Thursday, April 03, 2003

Ahem. Greetings…and apologies. I have no idea why I haven’t written anything for the past month. Sometimes it be that way, I suppose. Anyway, here I am, renewing my commitment to post on a semi-regular basis…furtively hoping my absence hasn’t drive away my entire audience. Such is life.

Have you ever had one of your habits held up before you as being weird or different, but you never would have known it was outside the norm if someone hadn’t told you? I recently went through this experience, though I’m more amused than scarred. Backstory: a friend of mine broke her arm pretty badly a few weeks ago—needed surgery with plates, pins, the whole enchilada. As her healing process progressed, we were talking about the ways in which she’s had to readjust her daily routine to compensate for the screwed up arm. She said the toughest thing was hooking her bra, and we had all sorts of laughs about the funny ways she might get around it (I keep advocating using tape and the wall, but she thinks that has more potential for disaster than the benefits could possibly justify…potato, potahto). Finally, I asked her what method she had settled on as the “way to hook a bra when you are physically incapacitated,” and she said she hooked it in front down around her waist and flipped it around. This gave me great pause, since that’s the way I’ve done it since my first bra in the eighth grade!!! Holy crap! I was dumbfounded (well, for a moment—it was followed by gales of laughter that nearly made me choke on my pasta) to find out that my way isn’t the way everyone does it. In the past, whenever I saw a woman on TV or in a movie hook it in back after putting her arms through the straps, I pshawed and said “No one really goes to all that awkward trouble—hook the dam thing where you can see it.” Wrong. I was apparently wrong beyond any shadow of recognition. Since this revelation, I have polled several of my female friends, and ALL of them hook their bra in back. So…I guess I’m weird. (Surprise! I’ll have to admit here that this was not, in fact, the critical piece of evidence to hit that point home…)

Alright…since I’ve been a big fat slacker for an entire month, here’s a list.

Things I Like:

• The new episodes of South Park. I stopped watching this show for a long time because I though they were getting a little stale with some of the plots. I think it was more a case of feeling a little restricted by their consciences, which is apparently no longer an issue as the episodes are more offensive than ever. The writers may be going to hell with one-way, non-stop tickets, but they make me laugh to the point to pain, so I’m for it.

• Crazy people. They make me feel ever so much more sane, and for that I am eternally grateful.

• Springtime in Houston. Though I’m sadly and acutely aware that this won’t last, and that it’s a slippery slope from this point to the hot-as-balls misery of a Houston summer, current weather conditions are exquisite. It’s one of the few things I really and truly like about living here.

Things I Don’t Like:

• This war. Just can’t get behind the whole violence thing—and the couple hundred civilian casualties to-date certainly confirms my disgust. I’m also extremely sick of people who support this war exacting such a strong invective against people who don’t. Is it really so difficult to comprehend that some of us just don’t support an action at a) has changed its thesis on a bi-weekly basis, b) has essentially rendered the efficacy of the UN Security Council to that of a spider plant, and c) continues to yield an increasing body count of CHILDREN?!? If someone can explain to me with any semblance of logic or reason how a child whose foot was just blown off by a U.S.-launched weapon is experiencing greater freedom than before? Didn’t think so.

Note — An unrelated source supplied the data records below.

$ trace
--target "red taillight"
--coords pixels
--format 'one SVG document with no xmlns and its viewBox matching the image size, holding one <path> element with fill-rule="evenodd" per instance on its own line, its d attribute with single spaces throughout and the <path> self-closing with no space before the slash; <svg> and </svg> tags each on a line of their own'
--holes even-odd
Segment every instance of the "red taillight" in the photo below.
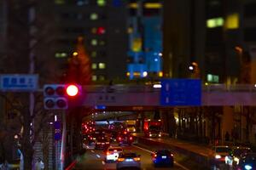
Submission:
<svg viewBox="0 0 256 170">
<path fill-rule="evenodd" d="M 141 158 L 139 158 L 139 157 L 135 157 L 135 158 L 133 158 L 133 160 L 136 161 L 136 162 L 139 162 L 139 161 L 141 161 Z"/>
<path fill-rule="evenodd" d="M 125 158 L 122 158 L 122 157 L 118 158 L 118 162 L 123 162 L 123 161 L 125 161 Z"/>
</svg>

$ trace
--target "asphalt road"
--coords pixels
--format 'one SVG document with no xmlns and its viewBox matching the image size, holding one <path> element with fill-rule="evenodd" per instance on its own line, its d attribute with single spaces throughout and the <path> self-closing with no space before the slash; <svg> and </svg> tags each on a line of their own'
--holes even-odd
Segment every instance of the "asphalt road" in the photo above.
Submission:
<svg viewBox="0 0 256 170">
<path fill-rule="evenodd" d="M 113 144 L 114 145 L 114 144 Z M 137 152 L 137 154 L 141 155 L 141 162 L 142 162 L 142 169 L 186 169 L 182 165 L 174 164 L 173 167 L 160 167 L 155 168 L 152 164 L 152 157 L 150 150 L 147 150 L 143 148 L 139 148 L 137 146 L 123 146 L 124 150 L 132 150 Z M 93 146 L 87 149 L 86 153 L 82 156 L 81 157 L 78 158 L 78 163 L 75 166 L 74 169 L 76 170 L 85 170 L 85 169 L 116 169 L 116 164 L 113 163 L 106 163 L 104 162 L 105 155 L 102 150 L 95 150 Z M 174 157 L 175 159 L 175 157 Z"/>
</svg>

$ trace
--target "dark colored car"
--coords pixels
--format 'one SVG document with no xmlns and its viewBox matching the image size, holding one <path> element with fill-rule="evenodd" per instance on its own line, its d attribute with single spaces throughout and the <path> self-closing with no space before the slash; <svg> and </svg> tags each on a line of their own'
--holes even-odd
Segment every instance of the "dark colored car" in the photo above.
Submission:
<svg viewBox="0 0 256 170">
<path fill-rule="evenodd" d="M 173 167 L 173 154 L 168 150 L 159 150 L 152 154 L 154 167 Z"/>
<path fill-rule="evenodd" d="M 131 145 L 134 139 L 128 132 L 123 132 L 117 135 L 117 142 L 119 145 L 128 144 Z"/>
<path fill-rule="evenodd" d="M 95 144 L 96 150 L 106 150 L 110 145 L 110 143 L 105 138 L 97 139 Z"/>
<path fill-rule="evenodd" d="M 239 163 L 241 156 L 250 152 L 252 152 L 252 150 L 248 147 L 232 147 L 230 155 L 225 157 L 225 163 L 230 167 L 236 167 Z"/>
<path fill-rule="evenodd" d="M 133 152 L 122 152 L 119 155 L 116 169 L 141 169 L 140 155 Z"/>
<path fill-rule="evenodd" d="M 245 154 L 240 160 L 236 170 L 256 169 L 256 153 Z"/>
</svg>

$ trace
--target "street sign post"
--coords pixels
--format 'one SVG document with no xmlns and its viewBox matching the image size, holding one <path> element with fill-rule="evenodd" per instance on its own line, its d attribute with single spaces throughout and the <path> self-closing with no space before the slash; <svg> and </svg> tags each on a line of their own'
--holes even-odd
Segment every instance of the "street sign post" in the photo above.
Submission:
<svg viewBox="0 0 256 170">
<path fill-rule="evenodd" d="M 200 106 L 200 79 L 162 79 L 160 105 L 164 106 Z"/>
<path fill-rule="evenodd" d="M 0 75 L 0 90 L 13 92 L 33 92 L 38 88 L 37 74 Z"/>
</svg>

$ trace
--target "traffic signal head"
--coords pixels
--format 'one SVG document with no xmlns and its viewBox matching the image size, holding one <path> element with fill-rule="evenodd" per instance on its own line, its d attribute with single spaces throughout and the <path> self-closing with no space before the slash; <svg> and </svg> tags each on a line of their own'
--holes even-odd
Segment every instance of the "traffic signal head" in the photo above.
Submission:
<svg viewBox="0 0 256 170">
<path fill-rule="evenodd" d="M 76 96 L 79 94 L 79 86 L 74 85 L 74 84 L 70 84 L 67 85 L 67 88 L 66 88 L 66 93 L 68 96 Z"/>
<path fill-rule="evenodd" d="M 70 97 L 81 93 L 81 86 L 75 84 L 45 84 L 44 86 L 44 106 L 46 110 L 66 110 Z"/>
</svg>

• Orange juice. I can’t remember if I’ve said this before, and I don’t really feel like looking through my archive to find out. I made my mom pretty sad when I told her a few weeks ago that I don’t like orange juice—she realized that she has been offering me something I don’t like every time I have had breakfast at her house for pretty much my entire life. I guess it’s good that I came clean now, rather than twenty years down the road. This is another one of those elements of the American canon of stuff you should enjoy that I happen to not. Sorry folks, it’s right up there with The Beatles, Grease (musical or movie), and Rold Gold Pretzels.

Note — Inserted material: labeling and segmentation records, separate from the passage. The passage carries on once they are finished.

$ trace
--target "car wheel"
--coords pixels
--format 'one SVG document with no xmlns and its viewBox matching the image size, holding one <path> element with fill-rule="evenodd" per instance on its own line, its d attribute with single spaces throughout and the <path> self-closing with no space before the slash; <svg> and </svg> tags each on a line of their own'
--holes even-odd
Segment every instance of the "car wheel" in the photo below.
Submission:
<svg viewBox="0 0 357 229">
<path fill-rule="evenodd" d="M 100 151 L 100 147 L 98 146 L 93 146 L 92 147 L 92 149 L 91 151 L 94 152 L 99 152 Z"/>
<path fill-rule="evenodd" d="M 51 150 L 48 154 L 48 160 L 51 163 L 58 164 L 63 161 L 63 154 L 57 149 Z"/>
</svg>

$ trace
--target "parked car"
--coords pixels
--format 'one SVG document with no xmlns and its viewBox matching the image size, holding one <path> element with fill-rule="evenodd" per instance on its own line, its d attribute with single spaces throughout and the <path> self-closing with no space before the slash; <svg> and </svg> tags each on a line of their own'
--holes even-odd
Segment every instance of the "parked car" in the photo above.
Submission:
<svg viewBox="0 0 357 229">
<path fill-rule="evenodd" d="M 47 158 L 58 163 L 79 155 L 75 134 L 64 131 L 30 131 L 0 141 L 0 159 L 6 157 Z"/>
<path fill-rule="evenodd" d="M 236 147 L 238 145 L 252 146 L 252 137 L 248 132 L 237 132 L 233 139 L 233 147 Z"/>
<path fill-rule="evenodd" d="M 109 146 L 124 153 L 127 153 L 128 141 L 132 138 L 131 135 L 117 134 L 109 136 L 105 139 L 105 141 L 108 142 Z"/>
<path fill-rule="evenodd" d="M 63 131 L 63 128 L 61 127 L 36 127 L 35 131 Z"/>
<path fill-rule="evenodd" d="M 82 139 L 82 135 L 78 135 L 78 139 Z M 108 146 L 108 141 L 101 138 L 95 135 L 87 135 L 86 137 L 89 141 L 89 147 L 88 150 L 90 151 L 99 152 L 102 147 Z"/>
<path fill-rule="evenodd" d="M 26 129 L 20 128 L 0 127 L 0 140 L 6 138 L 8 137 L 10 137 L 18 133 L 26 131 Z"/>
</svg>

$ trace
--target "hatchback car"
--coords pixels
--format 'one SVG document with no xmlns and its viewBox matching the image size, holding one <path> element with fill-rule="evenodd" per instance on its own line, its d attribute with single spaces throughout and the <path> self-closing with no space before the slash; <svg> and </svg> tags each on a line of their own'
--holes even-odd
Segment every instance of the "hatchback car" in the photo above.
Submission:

• Eminem. Sorry, can’t buy the “genius” classification no matter how hard MTV wants to convince me. I’m not a fan of espousing hate in any medium, but I’m especially dismayed by the marketing machine behind this angry little man that has made his brand of hatred really, really popular with Youth of America. I know that by typing this, I am rocketing myself squarely into the realm of old people who shake their finger at those darn kids, but I don’t care. I think he brings ugliness to the world and it makes me kind of sad. I saw a special about Mr. Mathers on VH1 the other day (shut up—you do so watch it when there’s nothing else on) and in every shot he was always sullen, and often flipping off the camera. How. Original. How. Brilliant. I wish I had thought of such a rich and insightful way to express myself. Oy.

Sigh…not much of a list. I will put some decent though into one over the weekend and write something of substance on Monday. Promise. No, really.